Etki yatırımı deyince hâlâ “etkili girişimlere yatırım” gibi düşünülüyor. Ama mesele bu değil. Mesele şu: O girişim, o fon yapısıyla hayatta kalabilir mi? Topluluk temelli bir iş modeli kurmak isteyen bir kadın kooperatifi, 5 yılda çıkış isteyen bir VC yapısında yaşayabilir mi? Çevresel onarıma odaklı bir kırsal girişim, agresif getiri bekleyen yatırımcıyı taşıyabilir mi? Çalışan ortaklığıyla yürüyen bir şirket, e- it baskısı altında kararlarını sürdürebilir mi?

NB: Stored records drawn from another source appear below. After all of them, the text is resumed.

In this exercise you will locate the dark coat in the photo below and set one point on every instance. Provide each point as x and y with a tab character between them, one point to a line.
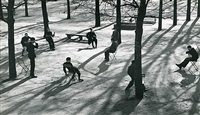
193	53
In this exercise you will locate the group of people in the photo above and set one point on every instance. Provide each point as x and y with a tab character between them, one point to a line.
29	44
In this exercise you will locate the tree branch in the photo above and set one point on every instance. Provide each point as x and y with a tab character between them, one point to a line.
19	4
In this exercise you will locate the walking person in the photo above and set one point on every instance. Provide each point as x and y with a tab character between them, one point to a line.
192	56
49	38
74	70
24	41
31	55
92	38
130	72
114	44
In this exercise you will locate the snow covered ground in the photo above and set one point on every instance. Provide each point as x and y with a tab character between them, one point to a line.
170	91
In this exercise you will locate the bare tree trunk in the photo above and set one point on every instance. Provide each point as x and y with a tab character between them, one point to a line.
198	9
68	9
119	19
11	44
97	14
138	58
1	11
160	16
188	10
45	16
175	13
26	8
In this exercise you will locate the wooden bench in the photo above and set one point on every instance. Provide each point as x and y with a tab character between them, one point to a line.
80	36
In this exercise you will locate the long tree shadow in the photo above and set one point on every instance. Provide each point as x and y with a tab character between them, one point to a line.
23	102
188	78
126	107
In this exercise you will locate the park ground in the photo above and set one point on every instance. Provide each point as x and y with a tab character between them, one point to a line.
170	91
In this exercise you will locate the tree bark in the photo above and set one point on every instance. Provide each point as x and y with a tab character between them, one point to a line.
198	9
97	14
119	19
175	13
45	16
138	59
160	16
11	44
26	8
68	10
188	10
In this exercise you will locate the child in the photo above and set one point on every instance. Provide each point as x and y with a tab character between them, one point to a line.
71	68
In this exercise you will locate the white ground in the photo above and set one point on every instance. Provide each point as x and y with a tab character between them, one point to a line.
170	92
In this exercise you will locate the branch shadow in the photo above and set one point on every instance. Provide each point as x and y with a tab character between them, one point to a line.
188	78
126	106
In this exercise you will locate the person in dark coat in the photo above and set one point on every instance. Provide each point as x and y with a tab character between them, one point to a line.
130	72
92	38
24	41
192	56
49	38
71	69
31	55
114	44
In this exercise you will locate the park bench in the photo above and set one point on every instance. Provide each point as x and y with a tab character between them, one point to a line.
80	36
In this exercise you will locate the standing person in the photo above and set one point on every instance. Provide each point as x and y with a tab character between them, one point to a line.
114	44
92	38
31	55
130	72
49	39
24	41
71	68
193	56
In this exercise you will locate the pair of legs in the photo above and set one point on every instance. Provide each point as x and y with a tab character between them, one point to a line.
107	54
93	41
32	62
51	43
185	62
130	84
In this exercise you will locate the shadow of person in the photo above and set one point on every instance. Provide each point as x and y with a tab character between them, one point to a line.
187	78
126	106
87	48
102	67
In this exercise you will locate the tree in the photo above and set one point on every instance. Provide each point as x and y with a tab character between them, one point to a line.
45	16
188	10
118	10
160	16
11	44
68	10
26	7
175	13
97	14
198	9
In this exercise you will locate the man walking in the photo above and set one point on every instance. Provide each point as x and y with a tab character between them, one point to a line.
31	55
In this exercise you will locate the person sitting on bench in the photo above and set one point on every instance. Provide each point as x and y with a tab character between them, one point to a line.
92	38
192	56
71	69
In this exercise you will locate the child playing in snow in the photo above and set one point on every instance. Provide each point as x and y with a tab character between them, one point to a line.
71	68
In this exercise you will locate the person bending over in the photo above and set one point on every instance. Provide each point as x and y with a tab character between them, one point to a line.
92	38
71	68
192	56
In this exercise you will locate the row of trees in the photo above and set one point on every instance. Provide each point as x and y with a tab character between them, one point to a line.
141	6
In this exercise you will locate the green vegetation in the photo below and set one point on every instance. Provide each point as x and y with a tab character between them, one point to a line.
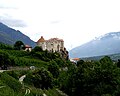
54	76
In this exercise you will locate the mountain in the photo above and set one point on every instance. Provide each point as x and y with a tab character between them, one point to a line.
10	36
103	45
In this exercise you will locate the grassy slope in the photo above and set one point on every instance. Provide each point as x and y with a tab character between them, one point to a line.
9	81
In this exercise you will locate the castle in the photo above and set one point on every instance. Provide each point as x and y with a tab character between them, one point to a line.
53	44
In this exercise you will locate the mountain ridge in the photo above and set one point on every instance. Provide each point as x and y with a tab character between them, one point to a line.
103	45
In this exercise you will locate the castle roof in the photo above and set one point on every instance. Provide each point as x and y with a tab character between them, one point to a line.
41	39
55	39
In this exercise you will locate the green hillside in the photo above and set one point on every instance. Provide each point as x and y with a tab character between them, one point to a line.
43	73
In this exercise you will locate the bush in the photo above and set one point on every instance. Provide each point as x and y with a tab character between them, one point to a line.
11	82
40	79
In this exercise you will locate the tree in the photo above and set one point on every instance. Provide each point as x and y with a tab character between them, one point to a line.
40	79
4	60
18	45
53	68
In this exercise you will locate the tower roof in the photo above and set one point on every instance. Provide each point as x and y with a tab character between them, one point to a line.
41	39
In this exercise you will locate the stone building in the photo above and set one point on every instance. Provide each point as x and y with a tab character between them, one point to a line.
53	44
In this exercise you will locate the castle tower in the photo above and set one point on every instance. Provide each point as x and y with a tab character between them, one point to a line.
41	42
53	44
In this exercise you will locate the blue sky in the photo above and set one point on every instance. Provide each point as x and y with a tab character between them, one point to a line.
75	21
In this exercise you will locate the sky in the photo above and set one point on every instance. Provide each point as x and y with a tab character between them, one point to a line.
75	21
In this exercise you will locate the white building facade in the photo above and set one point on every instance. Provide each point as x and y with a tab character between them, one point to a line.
53	44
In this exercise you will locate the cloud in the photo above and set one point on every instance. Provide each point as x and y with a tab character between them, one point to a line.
10	21
54	22
4	7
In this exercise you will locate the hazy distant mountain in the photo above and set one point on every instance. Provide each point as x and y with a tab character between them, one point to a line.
10	36
103	45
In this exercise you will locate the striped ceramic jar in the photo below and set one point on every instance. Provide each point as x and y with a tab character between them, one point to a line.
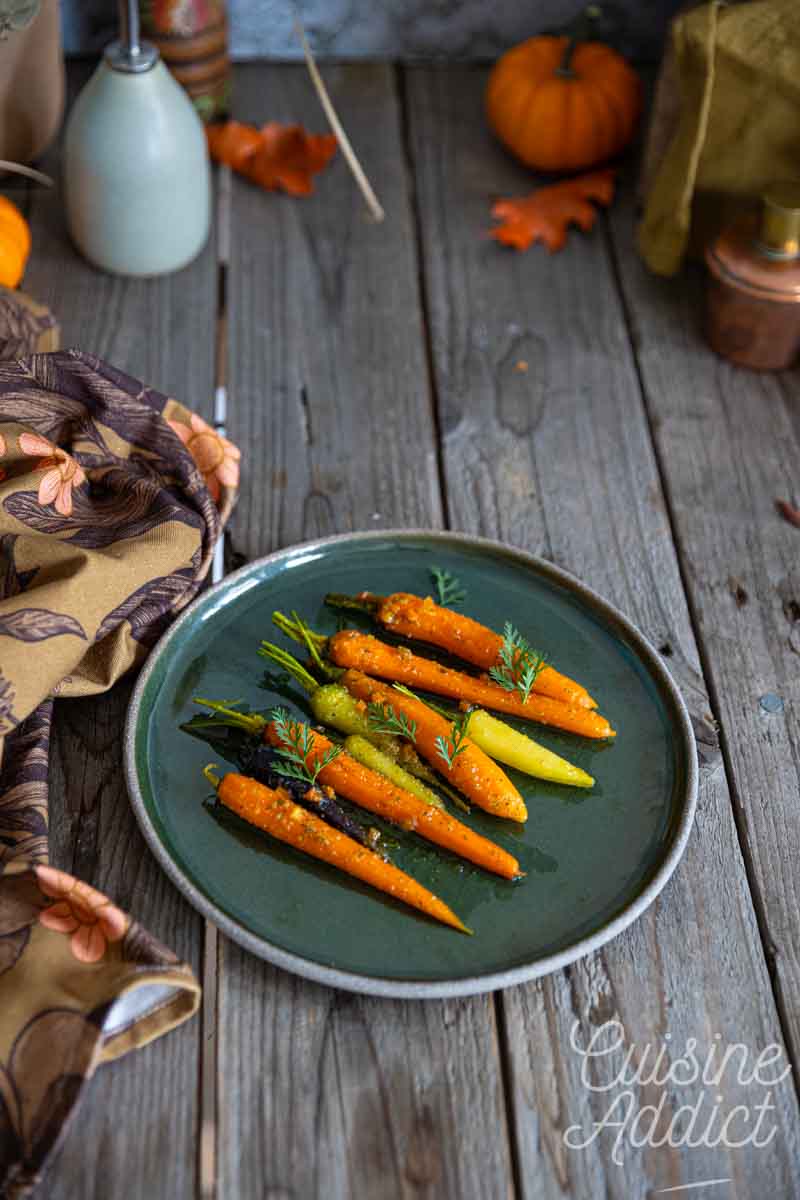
192	37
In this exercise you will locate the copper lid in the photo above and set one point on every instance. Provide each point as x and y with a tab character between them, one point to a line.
745	255
780	232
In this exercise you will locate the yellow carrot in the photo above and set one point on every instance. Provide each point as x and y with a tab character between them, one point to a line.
470	771
513	749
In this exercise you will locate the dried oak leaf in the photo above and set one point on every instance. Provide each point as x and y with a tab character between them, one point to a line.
546	214
276	156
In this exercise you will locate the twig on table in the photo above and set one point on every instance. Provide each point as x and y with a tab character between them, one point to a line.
365	186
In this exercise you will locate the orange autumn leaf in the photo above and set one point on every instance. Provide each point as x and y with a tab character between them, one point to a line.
276	156
546	214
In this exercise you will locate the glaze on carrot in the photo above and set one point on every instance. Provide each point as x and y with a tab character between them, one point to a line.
276	813
362	652
425	621
471	772
378	795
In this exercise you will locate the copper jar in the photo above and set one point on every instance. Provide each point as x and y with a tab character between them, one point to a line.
753	289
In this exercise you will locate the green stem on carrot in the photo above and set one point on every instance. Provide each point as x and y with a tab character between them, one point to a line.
364	603
299	631
251	723
289	664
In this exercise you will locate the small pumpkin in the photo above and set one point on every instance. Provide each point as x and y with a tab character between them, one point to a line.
14	244
563	105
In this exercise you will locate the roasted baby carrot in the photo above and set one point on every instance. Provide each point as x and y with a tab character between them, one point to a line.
469	769
372	791
361	652
276	813
427	622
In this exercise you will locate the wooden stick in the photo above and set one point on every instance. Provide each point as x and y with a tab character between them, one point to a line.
365	186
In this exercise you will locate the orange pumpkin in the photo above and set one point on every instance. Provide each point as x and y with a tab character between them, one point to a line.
14	244
563	106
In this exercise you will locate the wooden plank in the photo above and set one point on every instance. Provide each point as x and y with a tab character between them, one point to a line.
728	444
557	457
411	30
140	1114
324	1095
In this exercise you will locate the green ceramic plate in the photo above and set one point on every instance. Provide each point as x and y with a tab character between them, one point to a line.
594	859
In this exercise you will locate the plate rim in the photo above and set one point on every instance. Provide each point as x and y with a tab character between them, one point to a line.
380	985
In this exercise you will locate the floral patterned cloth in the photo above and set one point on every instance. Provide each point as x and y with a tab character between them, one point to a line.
112	497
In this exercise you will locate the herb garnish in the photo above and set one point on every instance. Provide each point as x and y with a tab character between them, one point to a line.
449	588
385	719
298	743
450	749
521	664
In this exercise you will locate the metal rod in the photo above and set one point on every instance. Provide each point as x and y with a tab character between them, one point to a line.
130	28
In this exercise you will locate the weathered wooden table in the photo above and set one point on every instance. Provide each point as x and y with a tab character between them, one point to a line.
373	383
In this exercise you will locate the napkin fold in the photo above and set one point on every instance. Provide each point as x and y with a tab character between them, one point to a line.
112	498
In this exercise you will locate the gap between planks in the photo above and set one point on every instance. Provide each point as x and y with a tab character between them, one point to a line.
503	1044
211	969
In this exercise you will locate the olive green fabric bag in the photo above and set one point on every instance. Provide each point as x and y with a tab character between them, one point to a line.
726	123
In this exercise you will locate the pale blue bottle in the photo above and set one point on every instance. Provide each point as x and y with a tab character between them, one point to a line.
136	165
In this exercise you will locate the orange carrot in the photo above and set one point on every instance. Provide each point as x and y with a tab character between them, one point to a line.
361	652
471	772
378	795
277	814
428	622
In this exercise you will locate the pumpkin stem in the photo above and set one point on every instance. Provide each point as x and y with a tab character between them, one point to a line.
582	31
564	70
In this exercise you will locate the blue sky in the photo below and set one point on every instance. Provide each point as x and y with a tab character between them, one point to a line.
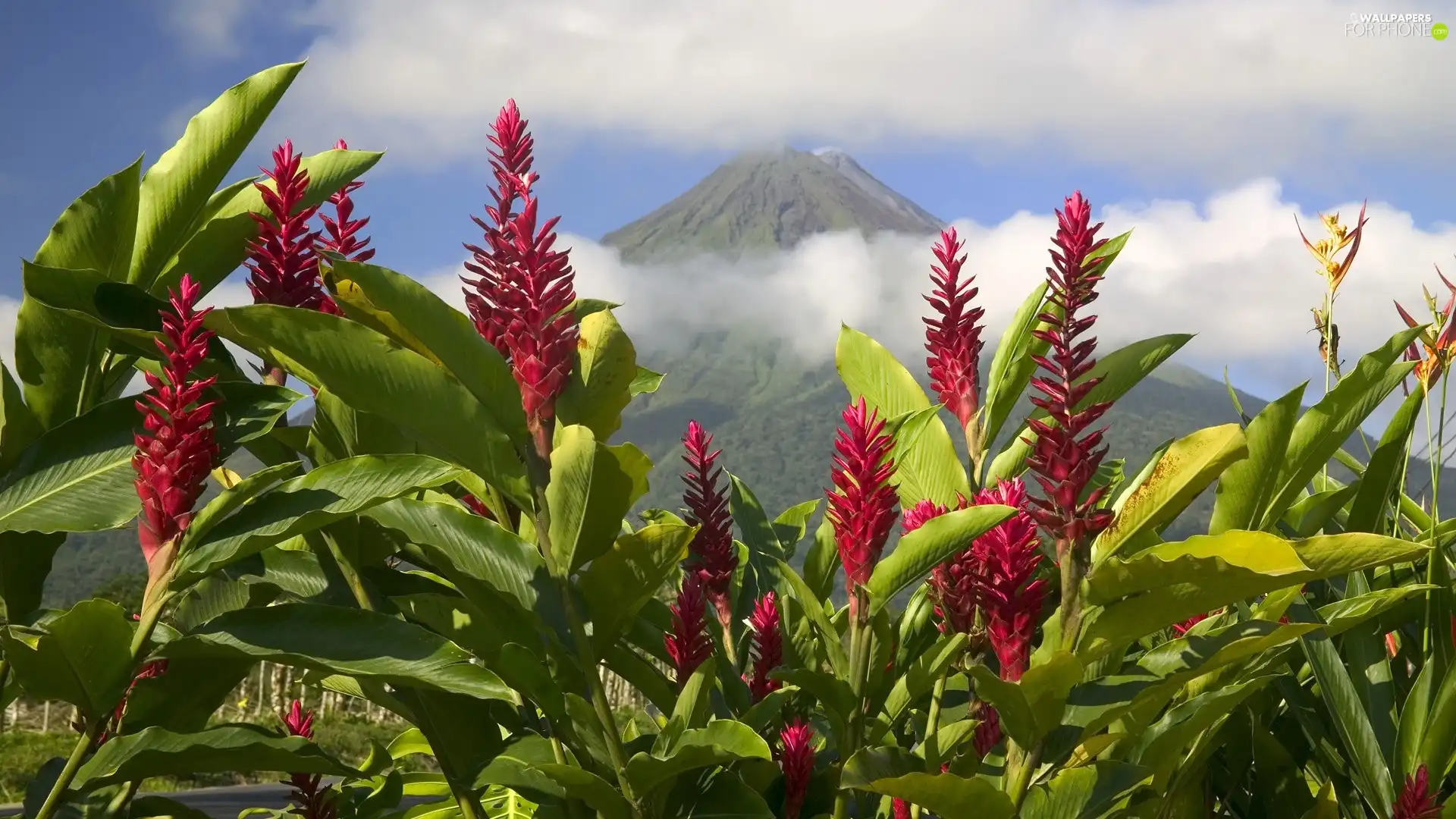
88	86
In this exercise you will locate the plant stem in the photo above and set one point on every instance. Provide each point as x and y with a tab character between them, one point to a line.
538	466
150	614
932	727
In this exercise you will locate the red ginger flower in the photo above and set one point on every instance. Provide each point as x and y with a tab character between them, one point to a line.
688	643
862	504
954	338
767	648
1063	464
284	267
522	300
714	556
1417	799
310	800
177	452
797	761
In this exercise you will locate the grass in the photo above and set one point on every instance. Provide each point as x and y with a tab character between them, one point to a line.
24	752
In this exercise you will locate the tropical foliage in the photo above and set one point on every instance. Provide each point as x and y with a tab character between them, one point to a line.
449	541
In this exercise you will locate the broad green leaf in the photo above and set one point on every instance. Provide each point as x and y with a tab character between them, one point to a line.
618	583
1183	472
460	542
1117	372
927	461
184	178
1329	423
1012	366
302	504
1388	463
55	356
224	228
894	773
601	384
411	314
1326	556
1084	793
346	642
77	477
82	657
1031	707
234	748
723	742
1247	485
1207	561
795	588
373	373
929	545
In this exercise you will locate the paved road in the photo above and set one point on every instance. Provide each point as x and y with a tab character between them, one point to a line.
226	802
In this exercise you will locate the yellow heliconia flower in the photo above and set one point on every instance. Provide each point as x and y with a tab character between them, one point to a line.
1326	251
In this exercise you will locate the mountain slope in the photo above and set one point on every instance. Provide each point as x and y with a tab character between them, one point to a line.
767	200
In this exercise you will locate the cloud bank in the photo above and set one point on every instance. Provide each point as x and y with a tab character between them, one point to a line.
1239	86
1231	270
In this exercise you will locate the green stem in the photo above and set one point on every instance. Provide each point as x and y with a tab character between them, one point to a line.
932	727
150	614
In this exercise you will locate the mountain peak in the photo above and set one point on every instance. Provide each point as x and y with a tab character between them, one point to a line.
770	199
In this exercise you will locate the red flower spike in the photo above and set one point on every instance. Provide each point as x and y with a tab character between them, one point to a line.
688	643
177	450
1180	629
954	338
714	557
150	670
767	648
797	761
522	299
1062	463
862	503
1008	589
284	267
1417	799
310	800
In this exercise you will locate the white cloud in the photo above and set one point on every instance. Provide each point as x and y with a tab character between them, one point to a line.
1232	270
1234	85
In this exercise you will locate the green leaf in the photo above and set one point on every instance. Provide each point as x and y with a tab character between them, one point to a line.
620	582
55	356
1188	466
1031	707
184	178
77	477
82	657
459	542
1117	373
1329	423
601	384
723	742
927	463
224	228
1326	556
1247	485
373	373
413	315
1012	366
1084	793
346	642
929	545
1382	477
302	504
894	773
237	748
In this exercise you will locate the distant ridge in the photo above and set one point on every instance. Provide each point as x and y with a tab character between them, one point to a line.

Bunları sorabilmek için, önce fonun yapısını bir araç olarak değil, bir ilişki biçimi olarak görmek gerekiyor. Ve bu ilişkide adalet yoksa, toplumsal etki mümkün değil.
Ben kendi çalışmalarımda — ister kamu tarafıyla ister sosyal girişimlerle olsun — bu farkı giderek daha görünür hale getirmeye çalışıyorum. Finans tasarımı, ekonomi tasarımıdır. Parayı nasıl aktardığınız, nasıl karar verdiğiniz, ne zaman geri istediğiniz: bütün bunlar etik tercihlerdir ve etki yatırımına bugün yapıldığı gibi klasik yollara süslü kelimeler döşeyerek gerçekleştiremeyiz. Bugün etki odaklı bir fonun tasarımı aslında bir değerin tasarımı.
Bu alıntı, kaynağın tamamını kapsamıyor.